Friday, January 26, 2007

Thoughts in No Particular Order

Thoughts on the passing of Deepak Babu

The passing of Deepak babu or DB as most people who have traipsed through Presidency College will have known him as, brought an inexplicable sadness. I like many of my friends, was one of his less distinguised students, and as such we shared no bond. No friendship. No communication once I stepped out of college. But a man is known by the legends he creates. And Deepak babu was a man whose life was rife with legend. Stories of the things he said, things he scoffed at, the way he taught, the way he chastised, stories of his misspent youth, stories of his dismissive views of people around him... All these are the stories that made the man. Great stories make great men, and DB was a man about whom there were many great stories. Credited with phrases such as "you are innocent of economics" and "boi poro na - literary crossword cheshta koro kano?" - some of us were fortunate to have been the recipient of his wisdom, some fortunate to be the reason for his sarcasm. Most of us were just fortunate to be there when he was. From the time I joined Presidency college, the stories were whispered in the corridors and on the steps - this is where DB once got drunk as a student ... this is where DB told off so and so in no uncertain terms... some almost unreal. Like how he stowed away and worked on a ship to get to England. Or like when he saw a student staring at his wife how he put an arm around his shoulders and told him he would also get a pretty wife if he studied hard... many of them made great story telling and were perhaps far removed from reality. But like I said, great men make great legends, and their passing leaves a very large void in the fabric of our lives, distant though he may have been to us. And that great, distant void brings this inexplicable sadness.

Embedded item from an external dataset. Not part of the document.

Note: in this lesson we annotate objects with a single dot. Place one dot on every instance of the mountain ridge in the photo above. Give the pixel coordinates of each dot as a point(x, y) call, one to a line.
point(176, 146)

Thoughts on Weather Deterrants
carried an umbrella today. It therefore didn't rain.

Thoughts on Racism in Big Brother

As I write this, Shilpa Shetty is on her way to becoming the face of anti-racism. It’s not an unattractive face, to be honest and one could have done worse. But it seems a bit ironic that such an important issue has surfaced so universally, in the definitively but compulsively banal Big Brother show, whose only claim to noteworthiness is the darker aspects of social engineering it seems to always suggest – couched in its grotesque attractiveness. Its also a sign of the lack of social enlightenment which haunts Britain’s masses – making them no different to their much pilloried American counterparts.

What should worry most British people is not that racism exists, because in smaller and larger doses, it does, universally exist – even in India or Pakistan – but that the ironically named Ms Goody is a publicly known figure who attracts her share of ridicule now and then but is otherwise not seen as racially offensive or right-wing or even a particularly nasty person. This means that for most Britons, she was, hitherto, “one of us”. Suddenly, her new image - insensitive, racially prejudiced, not very clever and not very nice – hurts more because of this reason. It’s not a nice stereotype you’d want beamed across the world. The reality is perhaps ignorance and not racism. But that too is scant solace.